Biden is echoing progressive lawmakers’ recent cries to hold oil and gas companies accountable for jacking up prices in response to the current crisis. The fossil fuel industry is “profiteering,” Rep. Alexandria Ocasio-Cortez (D-New York) wrote on Monday. “And there should be consequences for it.”

If gas prices were to remain high, CNN reports, the average household would spend $1,300 more a year on gas, spending a collective $165 billion more on gas than consumers did in 2019. Gas prices are currently about $1.50 higher per gallon than pre-pandemic levels.

A lag between crude oil prices and gas prices is common in the oil and gas industry, experts say, and is typically called “rockets and feathers” – gas prices rocket on the way up, but fall back down like feathers.

Biden doesn’t think it should be this way.

“Try explaining how it’s just rockets and feathers to President Biden, and you’d better be ready to hear, ‘That’s a bunch of malarkey’ coming back at you,” a senior White House official said to CNN. “The president is very much within his rights to point out that if you’re going to have rockets on the way up, you need to have rockets on the way down, not feathers.”

When the Ukraine crisis first began, gas prices had already been creeping up as inflation rose and the industry padded its profits. Biden warned companies against using the crisis to raise prices. “American oil and gas companies should not exploit this moment to hike their prices to raise profits,” Biden said as Russian forces began the invasion of Ukraine.

Biden has already put oil and gas companies on notice. In November, he directed the Federal Trade Commission to investigate whether or not oil and gas companies are artificially boosting gas prices while using inflation as a cover. A recent poll found that most voters think that corporations are using the pandemic in order to increase their profits.

Republicans have been blaming Biden for the gas price increases, but in reality, Biden exercises little to no control over gas prices.
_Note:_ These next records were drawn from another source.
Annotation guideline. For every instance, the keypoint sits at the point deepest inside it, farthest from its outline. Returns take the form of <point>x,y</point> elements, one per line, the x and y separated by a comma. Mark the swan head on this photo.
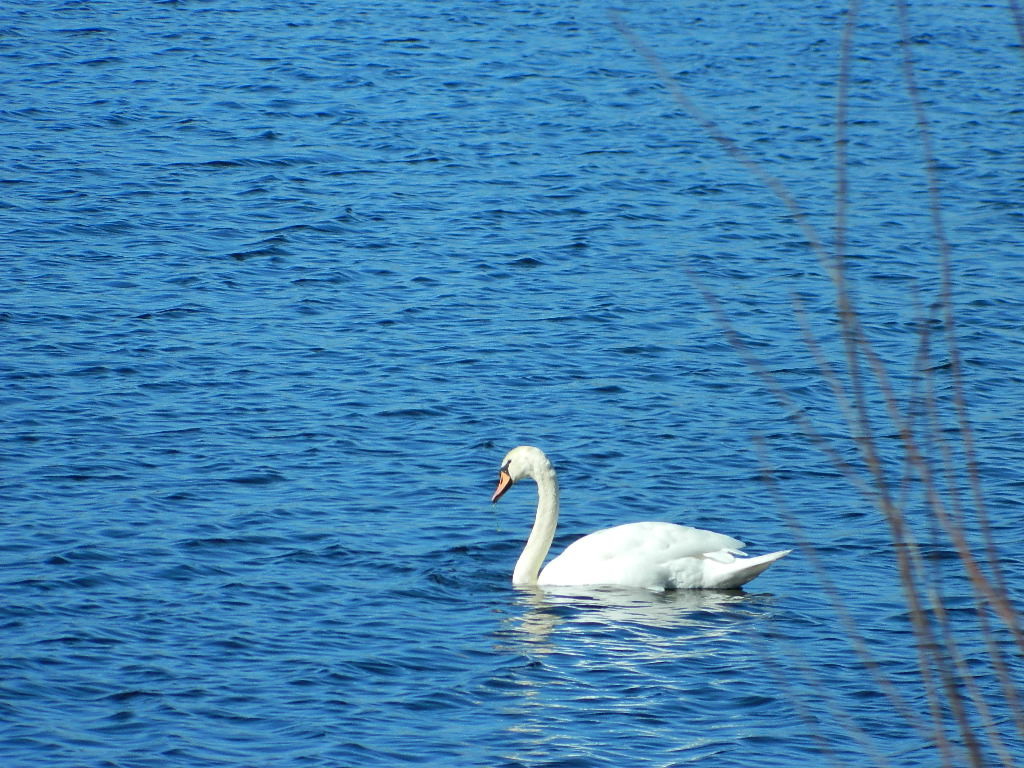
<point>524,461</point>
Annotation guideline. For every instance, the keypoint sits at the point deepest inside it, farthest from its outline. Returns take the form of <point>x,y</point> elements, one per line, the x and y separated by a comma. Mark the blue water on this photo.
<point>283,282</point>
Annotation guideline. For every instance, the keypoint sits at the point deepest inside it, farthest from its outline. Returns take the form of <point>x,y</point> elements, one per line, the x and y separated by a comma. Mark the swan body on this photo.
<point>648,555</point>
Experts say that profit-seeking is at least part of the reason that gas prices are high. Wall Street investors are insisting that dividends and profits stay high amid several ongoing crises, and high gas prices can maintain payouts for them and executives. Meanwhile, the oil and gas industry is pushing for subsidies like tax breaks as customers are fleeced at the gas station.

Last week, Democrats introduced legislation to tax barrels of oil produced or imported by large oil and gas companies in order to discourage profiteering. The revenue raised from the tax would be given back to consumers in the form of quarterly checks under the bill.